An East-West transect of N2 gas Across the Eastern Tropical North Pacific Oxygen Deficient Zone

Clara A Fuchsman, University of Maryland Center for Environmental Science Horn Point Laboratory, Cambridge, United States and Allan Devol, University of Washington, School of Oceanography, Seattle, WA, United States
Abstract:
The Eastern Tropical North Pacific Oxygen Deficient Zone (ODZ) is the largest marine ODZ and has most of its volume under oligotrophic surface waters. However, the actual westward extent of anoxic waters is not well known. In April 2018, we traversed a diagonal transect from the Mexican coast (106oW, 19oN) to the edge of the ODZ (128oW, 15oN), sampling every 2o longitude.
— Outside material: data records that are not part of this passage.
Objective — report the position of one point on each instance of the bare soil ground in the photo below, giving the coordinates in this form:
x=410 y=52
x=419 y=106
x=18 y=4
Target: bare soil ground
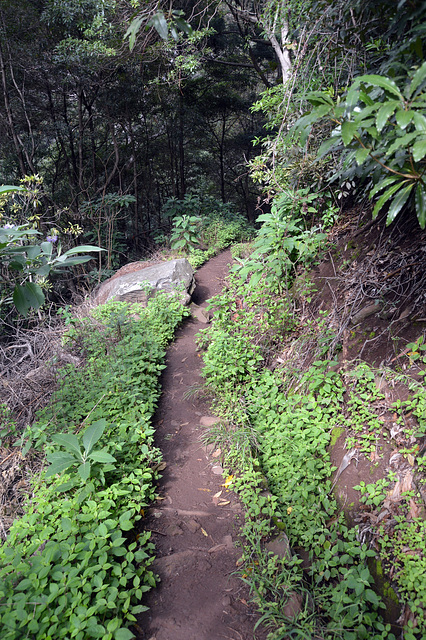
x=195 y=530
While the ODZ had a total thickness of 640m (110m to 750m) at 106oW, it narrowed to 220m thickness (180m to 400m) from 120oW to 126oW. A secondary chlorophyll maximum in the ODZ persisted from 110oW until 120oW. Low chlorophyll in these surface waters allowed deeper light penetration, and the secondary chlorophyll maxima to exist at deeper depths (140-160m) than typically seen (100-130m). The presence of primary producers inside the ODZ may compensate for low carbon flux rates from surface waters. Nitrite was present at all anoxic stations with higher concentrations closer to shore (3.5 μM at 106oW versus 0.9 μM at 126oW). Biological N2 gas concentrations matched N loss calculated from nutrients (N*), and their maxima remained at ~15 μM throughout this transect, including at the hypoxic station (128oW). The thickness of the N2 peak changed with the thickness of the ODZ. Higher biological N2 in each depth profile corresponded with more depleted biological δ15N-N2,. However, at the hypoxic station (128oW), [biological N2] and δ15N positively correlated. We believe that the negative correlation of [biological N2 gas] and δ15N combined with the presence of nitrite, indicated that N2 production was occurring throughout the anoxic stations of this transect. The large volume of oligotrophic anoxic waters and their predicted future expansion makes understanding carbon limited anoxic N cycling critical. Here we show that anoxic waters extend over more than 20o longitude in the ETNP and that N2 production likely occurred throughout this area.